To determine the effect of Ankaferd Blood Stopper (ABS) on the shear bond strength (SBS) of orthodontic attachments.
The study material consisted of 60 freshly extracted bovine permanent mandibular incisor teeth. All teeth were cleaned and randomly divided into three groups of 20 specimens and etched with 37% phosphoric acid for 15 seconds, washed, and air-dried. Teeth in groups 1 and 2 were contaminated with ABS and blood, respectively. Teeth in group 3 were only air-dried. Roth Generous maxillary central incisor brackets were bonded with Transbond XT to all teeth. SBS was applied using a universal test machine. The one-way analysis of variance (ANOVA) test was used to determine significant differences in SBS between the three groups, and Tukey honestly significant post hoc test was used to compare subgroups.
The mean bond strengths and standard deviations of groups 1, 2, and 3 were 9.58 ± 0.95, 4.04 ± 0.69, and 19.56 ± 1.84 MPa, respectively.
Specimens contaminated with blood showed a statistically significant lower in vitro SBS than those contaminated with ABS. ABS may be used clinically for obtaining a blood-free tooth surface during application of the brackets on surgically exposed, impacted teeth.
An impacted canine tooth is usually easy to diagnose and frequently, dentists refer these patients to orthodontists. The orthodontist then frequently seeks the assistance of an oral and maxillofacial surgeon to gain access to the impacted canine.
The treatment options for the management of unerupted canines include: (1) no treatment if the patient does not desire it (in such a case, the impacted tooth should be evaluated periodically for any pathologic changes); (2) auto transplantation of the canine1,2; (3) early removal of the primary canine3; (4) extraction of the impacted canine and movement of the first premolar into its position; (5) extraction of the canine and posterior segmental osteotomy to move the buccal segment to the mesial to close the residual space4; and (6) surgical exposure of the canine and orthodontic treatment to bring the tooth into occlusion.
Impacted maxillary canines most commonly require surgical exposure and orthodontic guidance during eruption.5 In this method, auxiliary attachments are placed on the surgically exposed tooth surface and orthodontic forces are subsequently applied to the attachment to move the impacted tooth.

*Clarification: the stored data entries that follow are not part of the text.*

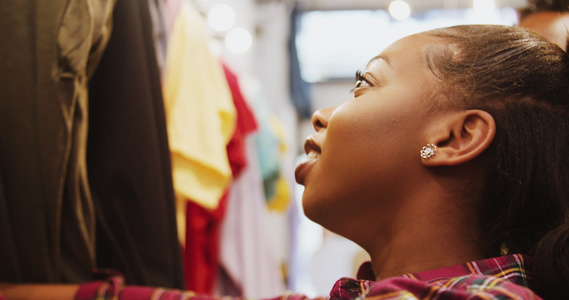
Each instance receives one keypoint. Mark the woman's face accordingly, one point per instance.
(364, 157)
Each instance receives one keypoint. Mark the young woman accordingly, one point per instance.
(449, 167)
(453, 150)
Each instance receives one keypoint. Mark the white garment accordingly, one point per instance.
(247, 254)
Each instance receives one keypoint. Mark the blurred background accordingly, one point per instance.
(304, 55)
(196, 113)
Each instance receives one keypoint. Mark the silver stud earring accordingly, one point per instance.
(428, 151)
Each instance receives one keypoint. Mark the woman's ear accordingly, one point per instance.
(461, 138)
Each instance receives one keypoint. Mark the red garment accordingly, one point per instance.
(201, 253)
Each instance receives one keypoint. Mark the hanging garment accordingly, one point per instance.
(200, 112)
(203, 226)
(200, 116)
(129, 159)
(48, 50)
(250, 267)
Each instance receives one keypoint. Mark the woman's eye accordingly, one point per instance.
(361, 81)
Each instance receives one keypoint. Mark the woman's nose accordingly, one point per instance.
(320, 118)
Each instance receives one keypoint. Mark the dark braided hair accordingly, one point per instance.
(545, 5)
(522, 80)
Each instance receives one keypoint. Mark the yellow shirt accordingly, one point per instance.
(200, 113)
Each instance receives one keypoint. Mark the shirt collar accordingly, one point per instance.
(514, 267)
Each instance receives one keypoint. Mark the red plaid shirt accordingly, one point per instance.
(505, 277)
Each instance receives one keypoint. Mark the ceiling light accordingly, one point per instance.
(399, 10)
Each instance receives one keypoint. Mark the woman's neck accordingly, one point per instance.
(426, 241)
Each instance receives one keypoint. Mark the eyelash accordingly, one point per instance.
(359, 79)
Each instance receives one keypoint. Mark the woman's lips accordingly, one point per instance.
(313, 153)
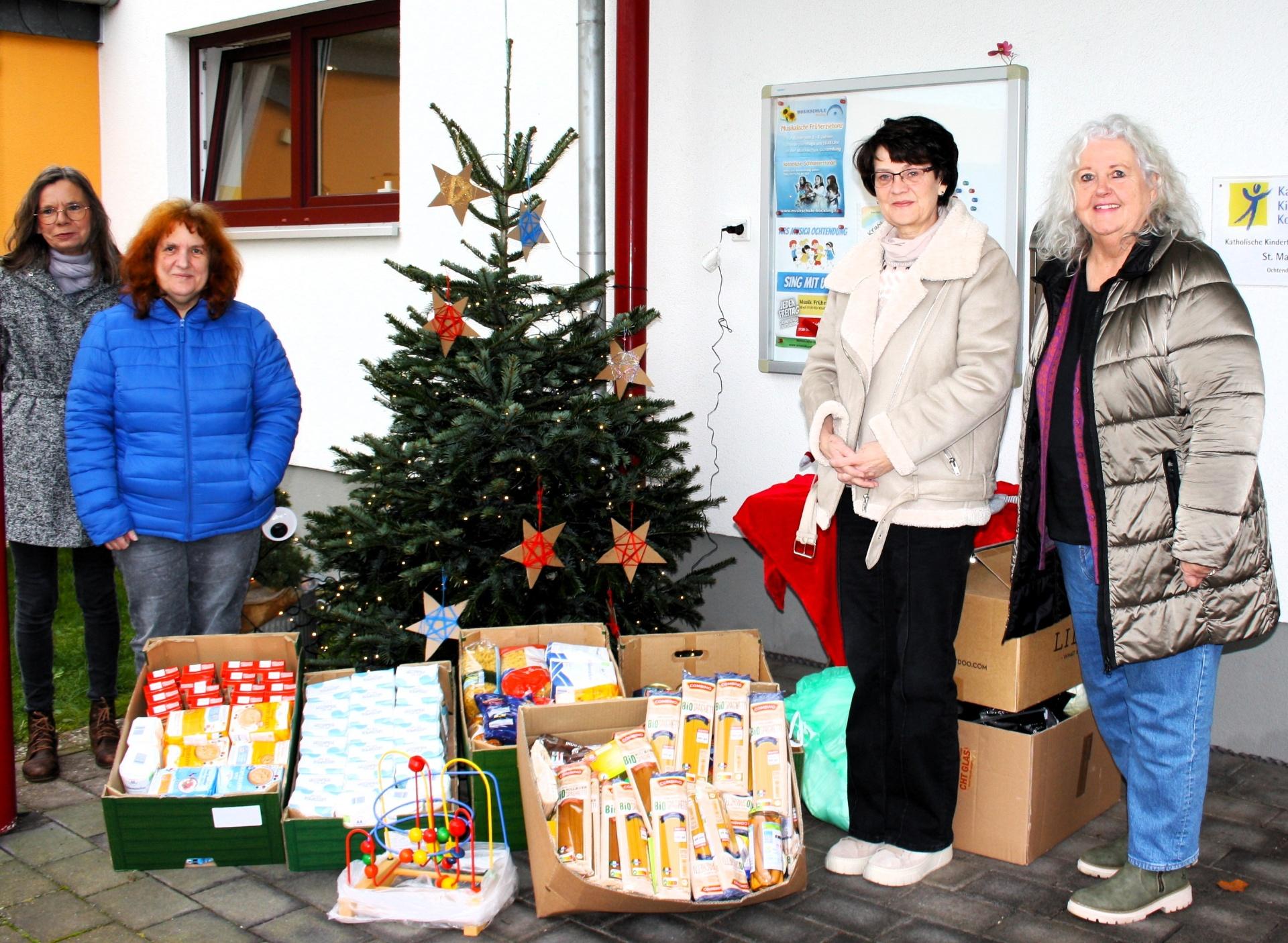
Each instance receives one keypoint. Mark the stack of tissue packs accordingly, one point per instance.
(350, 724)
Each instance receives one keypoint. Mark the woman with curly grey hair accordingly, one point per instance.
(1142, 511)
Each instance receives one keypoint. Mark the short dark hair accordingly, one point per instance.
(911, 140)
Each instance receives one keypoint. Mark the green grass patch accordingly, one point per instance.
(71, 678)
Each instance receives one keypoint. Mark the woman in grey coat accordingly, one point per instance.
(62, 268)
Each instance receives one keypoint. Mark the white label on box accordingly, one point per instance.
(237, 817)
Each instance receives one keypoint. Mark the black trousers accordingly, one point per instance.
(35, 575)
(900, 620)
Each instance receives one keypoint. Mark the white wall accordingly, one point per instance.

Different methods of attachments to the impacted tooth have been suggested, including crowns, wire ligatures, chain links, bands, and directly bonded brackets.6 Earlier techniques were limited by the materials available to bond to the tooth. Retentive pins, wire ligatures, and window flaps were originally proposed.7,8 These techniques were associated with poor periodontal healing, loss of attachment, gingival recession, and gingival inflammation.7,9 Newer flap designs have resulted in better postoperative periodontal health.10–13
As bonding techniques developed in orthodontics, surgical procedures were modified since less of the impacted crown now needed to be exposed. The application of etch and bonding agents has been improved by making these less sensitive to surgical site moisture. Smaller brackets and improved wires led to more predictable results.14 However, when direct bonding procedures are used, blood flow into the area is always a risk for bonding failure.
Complications in the surgical stage include failure of the initial bond at the time of surgery. Caminiti et al15 observed that bond failure was most often due to the difficulty of obtaining a dry field. In a previous study it was concluded that blood contamination of the enamel surface negatively affected bond strength.16 In order to minimize initial bond failure during surgical procedures, it is important to obtain a dry surface where the bracket will be placed.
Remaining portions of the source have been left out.